A+ A-
Yorum
10

Tasarruf değil, hırsızlık!

Yayın Tarihi: 30.07.2024 - 10:00

Mayıs ayının ortasında, Resmi Gazetede yayımlanarak yürürlüğe giren “Tasarruf Tedbirleri” konulu 2024/7 sayılı Cumhurbaşkanlığı genelgesi, peşinden TBMM’de 18 Temmuz 2024 tarihinde kabul edilen “Kamuda tasarruf tedbirlerine ilişkin kanun teklifi” bazı kamu kurum ve kuruluş yöneticilerince sanırım tam anlaşılamadı.

Ya da anlaşılmak istenmedi.

Özellikle son yıllarda can çekişen, yerel gazeteler başta olmak üzere Anadolu Basınına, bu genelge ve kanunu bilerek veya bilmeyerek yanlış anlayan ve uygulayan yöneticiler yüzünden adeta ‘ötenazi’ uygulanıyor.

Çünkü daha şimdiden yerel yöneticiler ihale ilanlarını tasarruf tedbirlerine sokup yayınlatmamaya, yayınlattıkları ilanları da yönetmeliğe aykırı bir şekilde kısaltmaya, abonelikleri ve çalışmalarıyla ilgili ilanları kesmeye başladılar.

Aslında genelge açık. “Kamu kurum ve kuruluşları, görev alanlarının dışındaki gazete ve diğer yayın organlarına abone olamaz, ilan veremez” diyor.

Ancak sistemli bir şekilde yerel yöneticiler bunu algılamamakta inat ediyorlar.

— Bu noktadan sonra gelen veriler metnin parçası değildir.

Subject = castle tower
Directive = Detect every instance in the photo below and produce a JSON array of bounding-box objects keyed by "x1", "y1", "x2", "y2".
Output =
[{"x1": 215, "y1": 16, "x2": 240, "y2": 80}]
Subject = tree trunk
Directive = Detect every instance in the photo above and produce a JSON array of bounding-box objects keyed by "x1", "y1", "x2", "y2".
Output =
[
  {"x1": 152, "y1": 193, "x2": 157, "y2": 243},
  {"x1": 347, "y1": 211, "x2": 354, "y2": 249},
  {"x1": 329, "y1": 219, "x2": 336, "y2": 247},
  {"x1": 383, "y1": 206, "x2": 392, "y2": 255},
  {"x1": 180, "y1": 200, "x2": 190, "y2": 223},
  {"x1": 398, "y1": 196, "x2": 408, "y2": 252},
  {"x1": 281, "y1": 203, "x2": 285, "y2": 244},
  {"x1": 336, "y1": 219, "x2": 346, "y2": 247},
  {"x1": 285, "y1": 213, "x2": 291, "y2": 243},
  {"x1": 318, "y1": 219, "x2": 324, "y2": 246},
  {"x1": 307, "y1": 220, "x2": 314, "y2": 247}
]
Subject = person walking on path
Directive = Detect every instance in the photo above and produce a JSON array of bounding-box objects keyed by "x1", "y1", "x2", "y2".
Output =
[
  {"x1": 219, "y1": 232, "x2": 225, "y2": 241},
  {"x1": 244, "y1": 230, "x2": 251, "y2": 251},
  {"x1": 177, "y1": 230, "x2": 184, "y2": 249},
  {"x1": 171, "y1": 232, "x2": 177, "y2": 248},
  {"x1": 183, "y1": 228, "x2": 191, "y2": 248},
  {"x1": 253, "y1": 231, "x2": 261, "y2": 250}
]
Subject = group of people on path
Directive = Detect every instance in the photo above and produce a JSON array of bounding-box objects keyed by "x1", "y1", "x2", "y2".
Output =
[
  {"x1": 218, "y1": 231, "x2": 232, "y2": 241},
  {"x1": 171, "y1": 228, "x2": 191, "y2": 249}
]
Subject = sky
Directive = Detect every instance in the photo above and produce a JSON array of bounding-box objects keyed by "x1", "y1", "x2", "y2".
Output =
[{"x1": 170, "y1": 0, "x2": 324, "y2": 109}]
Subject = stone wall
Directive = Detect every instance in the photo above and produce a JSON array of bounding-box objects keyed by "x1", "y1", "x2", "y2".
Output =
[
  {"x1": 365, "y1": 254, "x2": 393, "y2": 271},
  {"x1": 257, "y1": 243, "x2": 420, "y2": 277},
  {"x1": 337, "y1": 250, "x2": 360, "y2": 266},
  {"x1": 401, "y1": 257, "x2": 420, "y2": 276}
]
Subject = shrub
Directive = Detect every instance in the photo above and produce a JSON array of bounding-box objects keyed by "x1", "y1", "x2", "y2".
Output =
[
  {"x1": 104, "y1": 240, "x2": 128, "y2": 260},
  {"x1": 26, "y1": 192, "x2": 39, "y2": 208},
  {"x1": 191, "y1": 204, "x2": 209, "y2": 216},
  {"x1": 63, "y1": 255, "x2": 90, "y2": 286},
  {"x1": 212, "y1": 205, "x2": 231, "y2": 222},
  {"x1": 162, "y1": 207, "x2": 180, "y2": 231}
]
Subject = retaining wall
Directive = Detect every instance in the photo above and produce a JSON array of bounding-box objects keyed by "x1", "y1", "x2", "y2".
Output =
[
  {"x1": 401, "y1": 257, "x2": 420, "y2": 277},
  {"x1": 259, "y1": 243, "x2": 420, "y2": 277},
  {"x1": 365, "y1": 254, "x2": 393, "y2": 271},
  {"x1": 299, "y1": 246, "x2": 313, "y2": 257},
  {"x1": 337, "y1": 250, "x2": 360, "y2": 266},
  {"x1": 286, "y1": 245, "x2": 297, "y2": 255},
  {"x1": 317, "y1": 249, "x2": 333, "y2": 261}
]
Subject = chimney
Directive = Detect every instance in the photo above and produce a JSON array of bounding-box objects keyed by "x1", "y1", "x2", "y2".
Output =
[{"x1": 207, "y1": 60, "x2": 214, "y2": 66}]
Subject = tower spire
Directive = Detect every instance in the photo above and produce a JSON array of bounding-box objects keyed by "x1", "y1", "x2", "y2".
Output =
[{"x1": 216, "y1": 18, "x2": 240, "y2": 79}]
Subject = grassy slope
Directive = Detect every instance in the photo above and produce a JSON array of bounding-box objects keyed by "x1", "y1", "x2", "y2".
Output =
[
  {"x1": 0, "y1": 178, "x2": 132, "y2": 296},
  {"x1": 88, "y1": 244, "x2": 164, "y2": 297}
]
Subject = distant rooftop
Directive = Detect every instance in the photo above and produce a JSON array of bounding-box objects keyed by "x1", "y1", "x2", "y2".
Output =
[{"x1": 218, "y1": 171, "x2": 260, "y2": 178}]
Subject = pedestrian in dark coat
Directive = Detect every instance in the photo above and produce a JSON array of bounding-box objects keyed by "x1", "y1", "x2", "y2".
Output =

Ama billboardlarda reklamlar boy boy.

Şenlikler, festivaller, bol araçlı ziyaretler, ağırlamalardan tasarruf yok!

Bu basın bir gün size; “haberlerinizi de billboardlara verin!” der.

……………………….

Gelelim işin can damarına.

08 Eylül 1983 tarihli ve halen yürürlükte olan 2886 Sayılı Devlet İhale Kanunu var. Kanunun ana gerekçesi; rekabet ortamı oluşturarak kamu zararını önlemektir.

Kanunun 17. Maddesi de şöyle demektedir;

“İhale konusu olan işler aşağıdaki esas ve usullere göre isteklilere ilan yoluyla duyurulur… İhaleler, ihalenin yapılacağı yerde çıkan bir gazete ve bir internet haber sitesinde duyurulur.”

Yani kanun kamuya der ki; acil ve olağanüstü durumlar hariç… Yani deprem, sel gibi afetler dışında yapacağınız tüm işleri ihale edin. İhale edin ki, daha fazla kişi ihaleye girsin, rekabet ortamı sağlansın.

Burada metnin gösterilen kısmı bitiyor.